What the Real Project Work Taught Me
The World Economic Forum
The World Economic Forum work reinforced something I had already suspected: shared UI problems are usually platform problems before they are component problems. The platform had multiple older properties, different levels of polish, and different implementations of common anatomy. Standardising the shared header, footer, user menu, navigation, typography, and common controls was not merely aesthetic. It was a way of making the wider rebuild feel coherent and easier to extend.
It also underlined how often out‑of‑the‑box component tooling needs refinement. Chakra UI helped the team move quickly, but getting to the finish the designers wanted still required serious attention to theming, token discipline, and standardisation. That is common. A library can accelerate delivery, but it does not remove the need for design‑system judgement.
Virgin Atlantic
Virgin Atlantic made the packaging and governance side impossible to ignore. This was not a single React app with a convenient Storybook beside it. It was a broader transformation effort, bringing together multiple digital properties under a new headless architecture with a shared component library and new design language.
That changes the standards entirely. Once several applications depend on the same library, every design‑system change has consumers, compatibility concerns, release implications, and adoption cost. The Storybook work matters more. The npm package matters more. The token pipeline matters more. The conventions matter more.
It is also where the separation between system and application becomes healthier. The system should make shared patterns cheap and safe. The applications should still own their page logic, data concerns, and product‑specific behaviour. That balance is where a design system becomes useful rather than overbearing.
Useful References
- Figma Variables REST API, https://developers.figma.com/docs/rest‑api/variables/
- Storybook documentation, https://storybook.js.org/docs
- npm scopes documentation, https://docs.npmjs.com/about‑scopes
- Plop, https://plopjs.com/
Wrapping up
The best design systems are not really about having a pretty component catalogue. They are about creating a reliable path from design decisions to production code, then making that path safe for more than one team and more than one application.

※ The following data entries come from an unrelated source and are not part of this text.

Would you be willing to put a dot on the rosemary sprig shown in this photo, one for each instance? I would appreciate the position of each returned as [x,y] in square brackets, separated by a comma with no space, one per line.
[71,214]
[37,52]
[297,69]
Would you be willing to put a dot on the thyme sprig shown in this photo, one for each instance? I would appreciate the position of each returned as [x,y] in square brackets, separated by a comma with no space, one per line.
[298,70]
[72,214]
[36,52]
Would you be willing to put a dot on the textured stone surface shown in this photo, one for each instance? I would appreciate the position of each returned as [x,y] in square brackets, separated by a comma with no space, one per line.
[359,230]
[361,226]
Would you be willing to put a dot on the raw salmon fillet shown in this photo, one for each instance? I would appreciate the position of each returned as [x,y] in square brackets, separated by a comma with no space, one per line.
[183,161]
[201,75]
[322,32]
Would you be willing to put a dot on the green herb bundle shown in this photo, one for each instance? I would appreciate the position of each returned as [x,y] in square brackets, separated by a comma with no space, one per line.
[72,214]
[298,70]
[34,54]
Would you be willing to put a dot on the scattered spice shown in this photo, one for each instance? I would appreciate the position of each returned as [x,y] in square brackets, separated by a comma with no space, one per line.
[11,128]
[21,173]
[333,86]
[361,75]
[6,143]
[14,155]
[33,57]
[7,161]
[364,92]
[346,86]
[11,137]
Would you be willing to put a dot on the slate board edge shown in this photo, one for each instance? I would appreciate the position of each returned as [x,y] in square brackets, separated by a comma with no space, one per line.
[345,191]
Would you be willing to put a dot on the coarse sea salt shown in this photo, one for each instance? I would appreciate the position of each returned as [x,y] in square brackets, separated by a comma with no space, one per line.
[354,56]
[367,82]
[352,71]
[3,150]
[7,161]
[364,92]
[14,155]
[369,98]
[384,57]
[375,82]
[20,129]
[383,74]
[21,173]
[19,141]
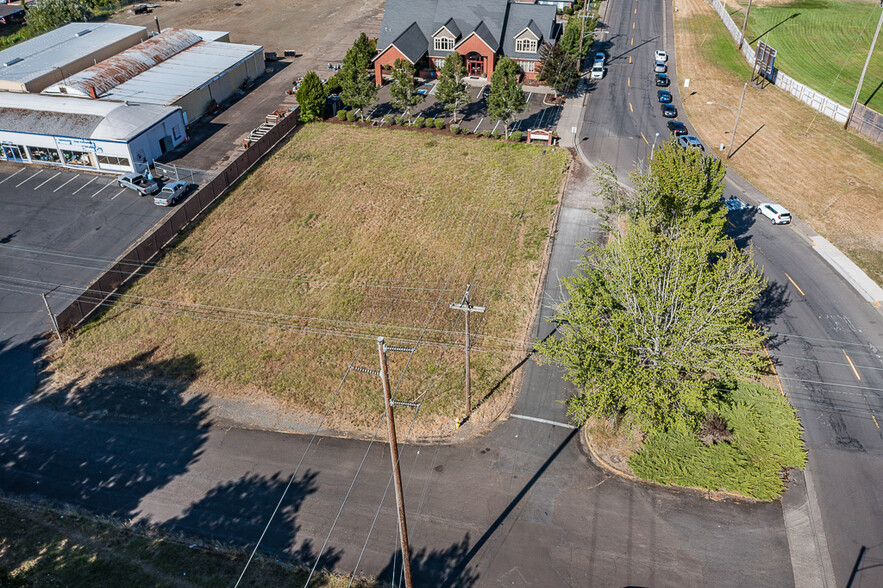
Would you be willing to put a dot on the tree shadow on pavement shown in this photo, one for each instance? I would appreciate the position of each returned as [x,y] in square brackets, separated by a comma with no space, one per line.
[237,512]
[108,441]
[437,567]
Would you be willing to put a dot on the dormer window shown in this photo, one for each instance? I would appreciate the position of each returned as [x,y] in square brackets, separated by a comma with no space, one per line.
[444,43]
[526,45]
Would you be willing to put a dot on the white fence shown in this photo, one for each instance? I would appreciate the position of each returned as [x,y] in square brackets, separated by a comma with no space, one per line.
[817,101]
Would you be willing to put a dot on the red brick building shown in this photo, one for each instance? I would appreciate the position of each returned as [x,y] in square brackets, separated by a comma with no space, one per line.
[424,32]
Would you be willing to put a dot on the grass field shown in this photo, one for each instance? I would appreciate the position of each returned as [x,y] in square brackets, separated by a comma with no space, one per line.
[42,546]
[823,44]
[345,234]
[827,177]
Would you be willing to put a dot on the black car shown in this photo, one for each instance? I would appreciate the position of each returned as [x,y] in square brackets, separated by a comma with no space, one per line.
[677,128]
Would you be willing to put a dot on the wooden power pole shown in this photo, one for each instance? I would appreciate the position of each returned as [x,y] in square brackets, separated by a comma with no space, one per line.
[465,307]
[394,455]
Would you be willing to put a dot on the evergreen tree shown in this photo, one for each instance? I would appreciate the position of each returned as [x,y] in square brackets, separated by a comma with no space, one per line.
[402,91]
[506,98]
[450,89]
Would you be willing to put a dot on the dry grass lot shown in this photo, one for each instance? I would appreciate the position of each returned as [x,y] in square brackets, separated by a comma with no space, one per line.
[831,179]
[344,234]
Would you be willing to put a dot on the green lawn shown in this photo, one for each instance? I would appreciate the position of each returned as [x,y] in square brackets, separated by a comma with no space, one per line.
[814,39]
[341,229]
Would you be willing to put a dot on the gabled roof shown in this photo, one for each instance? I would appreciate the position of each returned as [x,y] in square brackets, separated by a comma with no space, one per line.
[482,32]
[411,43]
[538,18]
[452,27]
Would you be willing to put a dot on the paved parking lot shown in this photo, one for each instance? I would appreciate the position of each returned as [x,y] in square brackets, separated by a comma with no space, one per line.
[58,230]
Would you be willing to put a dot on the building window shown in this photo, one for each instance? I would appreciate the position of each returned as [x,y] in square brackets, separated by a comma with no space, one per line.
[444,44]
[78,158]
[525,45]
[111,160]
[44,155]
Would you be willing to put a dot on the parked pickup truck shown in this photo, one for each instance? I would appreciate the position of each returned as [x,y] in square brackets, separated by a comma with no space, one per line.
[139,183]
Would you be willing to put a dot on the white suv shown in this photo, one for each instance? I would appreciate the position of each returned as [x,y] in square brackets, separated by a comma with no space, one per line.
[775,212]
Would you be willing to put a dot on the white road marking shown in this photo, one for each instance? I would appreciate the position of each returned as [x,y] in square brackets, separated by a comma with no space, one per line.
[52,178]
[30,178]
[84,185]
[544,421]
[66,183]
[13,175]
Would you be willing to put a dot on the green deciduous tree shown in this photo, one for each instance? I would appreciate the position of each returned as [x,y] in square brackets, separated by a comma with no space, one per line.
[652,322]
[46,15]
[558,70]
[682,188]
[402,91]
[451,89]
[569,40]
[358,89]
[506,98]
[311,97]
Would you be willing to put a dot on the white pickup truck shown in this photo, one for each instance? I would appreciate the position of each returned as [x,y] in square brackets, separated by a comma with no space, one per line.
[139,183]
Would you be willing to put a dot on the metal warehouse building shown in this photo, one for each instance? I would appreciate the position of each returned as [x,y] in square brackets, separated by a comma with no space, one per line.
[86,134]
[33,65]
[174,68]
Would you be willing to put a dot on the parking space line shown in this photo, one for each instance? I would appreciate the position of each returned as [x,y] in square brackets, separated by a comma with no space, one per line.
[84,185]
[52,178]
[30,178]
[13,175]
[66,183]
[100,189]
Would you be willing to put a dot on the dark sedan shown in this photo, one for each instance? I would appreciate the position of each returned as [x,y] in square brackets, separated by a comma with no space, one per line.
[677,128]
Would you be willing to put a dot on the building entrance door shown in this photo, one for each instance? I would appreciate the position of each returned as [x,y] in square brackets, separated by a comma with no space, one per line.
[475,64]
[12,152]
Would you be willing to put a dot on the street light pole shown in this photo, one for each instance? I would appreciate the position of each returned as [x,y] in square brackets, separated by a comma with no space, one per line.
[738,112]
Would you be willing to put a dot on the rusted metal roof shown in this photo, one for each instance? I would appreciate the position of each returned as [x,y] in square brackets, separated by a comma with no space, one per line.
[94,81]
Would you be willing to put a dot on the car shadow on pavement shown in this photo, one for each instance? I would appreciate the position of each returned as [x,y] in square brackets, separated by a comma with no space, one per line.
[104,442]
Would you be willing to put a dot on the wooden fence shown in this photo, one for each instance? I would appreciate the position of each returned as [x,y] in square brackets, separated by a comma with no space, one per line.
[148,248]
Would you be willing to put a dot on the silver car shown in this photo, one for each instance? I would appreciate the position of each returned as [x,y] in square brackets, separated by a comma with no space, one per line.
[170,193]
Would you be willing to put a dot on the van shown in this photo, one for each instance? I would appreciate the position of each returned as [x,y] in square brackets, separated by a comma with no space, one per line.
[776,213]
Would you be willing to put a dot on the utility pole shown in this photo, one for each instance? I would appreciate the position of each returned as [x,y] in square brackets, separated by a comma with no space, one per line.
[465,307]
[864,70]
[744,22]
[394,455]
[52,318]
[738,112]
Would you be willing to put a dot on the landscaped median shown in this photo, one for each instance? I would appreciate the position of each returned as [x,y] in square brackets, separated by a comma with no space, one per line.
[343,235]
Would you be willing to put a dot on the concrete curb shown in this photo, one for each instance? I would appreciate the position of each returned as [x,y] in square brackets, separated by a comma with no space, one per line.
[715,495]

That means treating the work as infrastructure. Figma tokens should flow into code through an export step. Components in Storybook should consume those tokens rather than inventing new values. The library should be versioned and published like a product. Standards should be enforced by tooling rather than memory. Consumer applications should update in a controlled way. And the private package setup should be secure enough that you are not accidentally introducing a supply‑chain weakness whilst trying to improve consistency.
Key Takeaways
- A design system is a pipeline and operating model, not just a set of components.
- Figma token extraction is most useful when it generates repeatable code artefacts rather than manual copy changes.
- Storybook, internal packaging, conventions, and release discipline are what make a shared library survivable at scale.
Get those pieces right and the design system starts doing what people usually promise on day one: speeding teams up, reducing drift, and making large web applications feel like they belong to the same product family.